Now, every medical textbook, research finding and test result imaginable have been loaded into Watson’s database, and it’s available to anyone who wants it.

For example, AI to assist dermatologists diagnose and treat people is already in its early stages.  There’s even a dermatology app that lets you map your own skin and alert you of potential disease.

The challenge will be stopping before letting computers make medical decisions for us.  Still, doctors may fill a different role when AI-assisted medicine becomes mainstream.  There will be turf battles between segments of the health care industry and the tech industry.

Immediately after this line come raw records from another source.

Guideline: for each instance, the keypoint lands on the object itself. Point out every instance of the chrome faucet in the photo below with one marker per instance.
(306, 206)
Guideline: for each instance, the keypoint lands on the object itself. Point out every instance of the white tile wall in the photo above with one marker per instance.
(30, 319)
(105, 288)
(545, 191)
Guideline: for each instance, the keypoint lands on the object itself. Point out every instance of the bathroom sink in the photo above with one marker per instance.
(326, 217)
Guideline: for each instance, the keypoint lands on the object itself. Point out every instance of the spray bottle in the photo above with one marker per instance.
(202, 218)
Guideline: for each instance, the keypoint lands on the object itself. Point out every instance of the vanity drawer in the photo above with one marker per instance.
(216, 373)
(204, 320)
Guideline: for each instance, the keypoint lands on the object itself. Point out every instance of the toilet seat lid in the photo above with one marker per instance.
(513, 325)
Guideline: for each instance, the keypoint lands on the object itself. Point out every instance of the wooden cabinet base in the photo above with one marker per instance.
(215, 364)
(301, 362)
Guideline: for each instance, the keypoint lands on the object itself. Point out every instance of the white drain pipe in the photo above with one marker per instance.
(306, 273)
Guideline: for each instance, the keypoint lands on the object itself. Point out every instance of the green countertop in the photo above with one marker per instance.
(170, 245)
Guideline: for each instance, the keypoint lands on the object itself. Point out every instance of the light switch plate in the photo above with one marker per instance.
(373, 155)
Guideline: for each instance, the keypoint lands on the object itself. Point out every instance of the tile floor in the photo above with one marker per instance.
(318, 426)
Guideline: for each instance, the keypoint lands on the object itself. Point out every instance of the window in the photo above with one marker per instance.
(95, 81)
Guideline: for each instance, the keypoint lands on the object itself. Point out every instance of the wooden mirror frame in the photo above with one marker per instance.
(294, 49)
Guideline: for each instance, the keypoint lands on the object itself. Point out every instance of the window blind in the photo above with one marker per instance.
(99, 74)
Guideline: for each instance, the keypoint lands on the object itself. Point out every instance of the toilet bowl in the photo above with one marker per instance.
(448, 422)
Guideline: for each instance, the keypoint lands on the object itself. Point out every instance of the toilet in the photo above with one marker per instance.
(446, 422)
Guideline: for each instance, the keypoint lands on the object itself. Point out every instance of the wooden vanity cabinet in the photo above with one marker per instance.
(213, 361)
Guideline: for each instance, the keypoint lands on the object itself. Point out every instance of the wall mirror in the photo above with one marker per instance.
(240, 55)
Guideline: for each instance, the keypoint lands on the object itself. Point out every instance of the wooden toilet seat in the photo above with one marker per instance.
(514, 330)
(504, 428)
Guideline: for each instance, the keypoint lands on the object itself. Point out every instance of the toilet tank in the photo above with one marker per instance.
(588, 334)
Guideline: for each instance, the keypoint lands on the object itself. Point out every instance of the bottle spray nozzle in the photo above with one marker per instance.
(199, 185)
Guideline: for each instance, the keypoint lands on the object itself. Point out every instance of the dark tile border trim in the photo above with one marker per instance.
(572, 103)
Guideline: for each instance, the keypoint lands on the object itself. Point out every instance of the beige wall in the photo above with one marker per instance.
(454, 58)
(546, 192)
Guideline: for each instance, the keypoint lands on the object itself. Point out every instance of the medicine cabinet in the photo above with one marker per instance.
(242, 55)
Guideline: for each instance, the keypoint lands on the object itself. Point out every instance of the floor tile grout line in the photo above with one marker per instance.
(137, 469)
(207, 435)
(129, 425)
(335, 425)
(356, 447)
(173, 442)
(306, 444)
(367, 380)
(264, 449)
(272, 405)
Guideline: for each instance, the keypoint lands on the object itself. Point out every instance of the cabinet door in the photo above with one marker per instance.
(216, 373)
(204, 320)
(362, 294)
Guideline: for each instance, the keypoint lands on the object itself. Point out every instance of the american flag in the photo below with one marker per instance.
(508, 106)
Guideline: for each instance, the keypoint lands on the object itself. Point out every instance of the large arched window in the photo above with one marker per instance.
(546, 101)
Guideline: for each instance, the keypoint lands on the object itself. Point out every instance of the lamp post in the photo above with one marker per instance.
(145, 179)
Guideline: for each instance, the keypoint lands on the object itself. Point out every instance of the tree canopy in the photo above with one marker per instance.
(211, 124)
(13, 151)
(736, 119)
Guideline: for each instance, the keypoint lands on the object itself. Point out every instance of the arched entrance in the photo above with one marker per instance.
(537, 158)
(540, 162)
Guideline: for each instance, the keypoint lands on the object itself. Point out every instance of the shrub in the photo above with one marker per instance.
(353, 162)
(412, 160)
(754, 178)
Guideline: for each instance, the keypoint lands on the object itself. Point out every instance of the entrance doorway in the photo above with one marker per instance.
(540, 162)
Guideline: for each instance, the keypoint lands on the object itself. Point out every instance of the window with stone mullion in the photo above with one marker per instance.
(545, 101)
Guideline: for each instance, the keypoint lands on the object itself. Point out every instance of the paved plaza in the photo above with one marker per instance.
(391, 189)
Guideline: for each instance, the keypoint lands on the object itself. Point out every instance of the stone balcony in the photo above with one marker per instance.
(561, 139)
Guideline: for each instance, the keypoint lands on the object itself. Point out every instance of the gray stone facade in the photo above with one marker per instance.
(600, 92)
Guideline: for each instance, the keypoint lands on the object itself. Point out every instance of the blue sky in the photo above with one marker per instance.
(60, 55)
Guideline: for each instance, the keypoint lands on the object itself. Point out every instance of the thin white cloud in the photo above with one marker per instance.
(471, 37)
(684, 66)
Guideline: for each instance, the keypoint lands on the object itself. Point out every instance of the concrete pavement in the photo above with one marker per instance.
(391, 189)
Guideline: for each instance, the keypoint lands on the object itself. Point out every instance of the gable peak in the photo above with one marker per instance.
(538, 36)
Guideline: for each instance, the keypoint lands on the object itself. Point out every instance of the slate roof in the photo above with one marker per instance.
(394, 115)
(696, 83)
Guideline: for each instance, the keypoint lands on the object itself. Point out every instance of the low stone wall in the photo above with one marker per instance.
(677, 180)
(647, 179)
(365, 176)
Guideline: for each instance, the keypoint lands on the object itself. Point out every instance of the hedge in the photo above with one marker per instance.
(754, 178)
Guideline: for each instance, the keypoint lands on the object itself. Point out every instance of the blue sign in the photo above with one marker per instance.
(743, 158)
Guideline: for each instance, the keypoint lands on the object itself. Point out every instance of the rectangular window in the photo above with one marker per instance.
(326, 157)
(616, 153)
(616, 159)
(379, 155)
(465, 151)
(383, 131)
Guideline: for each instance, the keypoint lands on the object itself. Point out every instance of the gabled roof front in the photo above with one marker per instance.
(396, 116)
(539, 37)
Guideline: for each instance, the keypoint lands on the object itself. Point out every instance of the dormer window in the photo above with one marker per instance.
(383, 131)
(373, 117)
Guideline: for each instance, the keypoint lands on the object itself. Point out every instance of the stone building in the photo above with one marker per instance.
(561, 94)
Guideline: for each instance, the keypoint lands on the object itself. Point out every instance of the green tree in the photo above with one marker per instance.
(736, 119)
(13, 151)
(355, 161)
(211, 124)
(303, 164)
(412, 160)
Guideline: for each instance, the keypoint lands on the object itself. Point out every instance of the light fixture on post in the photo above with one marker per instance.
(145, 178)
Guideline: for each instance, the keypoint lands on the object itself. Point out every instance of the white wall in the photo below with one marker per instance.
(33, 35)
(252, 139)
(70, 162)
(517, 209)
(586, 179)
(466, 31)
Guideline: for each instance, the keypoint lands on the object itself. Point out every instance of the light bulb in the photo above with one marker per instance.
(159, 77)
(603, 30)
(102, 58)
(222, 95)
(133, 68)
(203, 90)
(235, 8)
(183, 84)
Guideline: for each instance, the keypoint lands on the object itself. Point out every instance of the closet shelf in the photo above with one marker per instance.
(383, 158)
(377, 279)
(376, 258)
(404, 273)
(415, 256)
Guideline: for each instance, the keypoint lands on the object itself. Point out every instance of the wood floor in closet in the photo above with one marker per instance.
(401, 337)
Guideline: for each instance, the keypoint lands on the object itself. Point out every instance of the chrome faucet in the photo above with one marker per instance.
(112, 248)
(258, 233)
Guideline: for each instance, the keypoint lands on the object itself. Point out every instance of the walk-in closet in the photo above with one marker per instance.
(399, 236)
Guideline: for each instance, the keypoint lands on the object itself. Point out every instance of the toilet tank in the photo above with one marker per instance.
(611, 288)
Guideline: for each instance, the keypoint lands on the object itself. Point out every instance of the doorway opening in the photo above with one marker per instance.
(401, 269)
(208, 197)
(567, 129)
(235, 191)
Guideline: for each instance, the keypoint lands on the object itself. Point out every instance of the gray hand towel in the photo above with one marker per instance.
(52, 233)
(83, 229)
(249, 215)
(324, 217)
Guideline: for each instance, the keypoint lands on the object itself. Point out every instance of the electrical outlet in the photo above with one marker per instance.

No matter where we wind up, it’s going to be a rough landing.  Here’s why:

  • Change is hard.  Medicine has been practiced the same way for centuries.  People see physicians for diagnosis, treatment, and advice.  AI may change that to something both the public and the medical community must adjust to.
  • Not Everyone Agrees.  Paranoid conspiracy theories aside, there are many people who disagree about the intellectual and ethical use of AI in health care.  There will be proponents and opponents, with very smart people on either side of the fence.  Proponents will disagree how to implement AI.  Opponents will attempt legislative actions.  It could get messy.
  • We All Need Love.  Patients and doctors both want to be needed and loved.  Your eye doctor may also be your trusted advisor, mentor, or friend.  Neither of you wants to lose that.  No one knows how AI will affect those relationships yet.
  • We’re Proud.  Physicians spend many years learning.  And although only the most naive would say their memory is better than Watson’s, it’s still hard to accept being outdone by a computer.  This sentiment alone may be a foundation for AI’s opposition.
  • We’re Scared.  We’ve all seen sci-fi movies.  No one wants AI to turn on us.  And, is your doctor scared to be replaced by a robot?  Losing relationships and income could be frightening.  Are you scared you’ll have to see a robot for your physical?  I think I might be.  Not because AI is incapable, but because the relationship would be lost.
  • Legal Issues.  If someone suffers as a result of AI, who is to blame?  The doctor?  The AI company?  Although medical AI proves to be accurate, there may still be cases like this.  It’s territory we haven’t explored before.

Although the concept of artificial intelligence has been around for decades, it’s use in health care is new.  What that means for the future of our health remains to be seen.

One thing I’m sure of though: I’m not going anywhere.  After all, even Star Trek’s tricorder needed a doctor to help.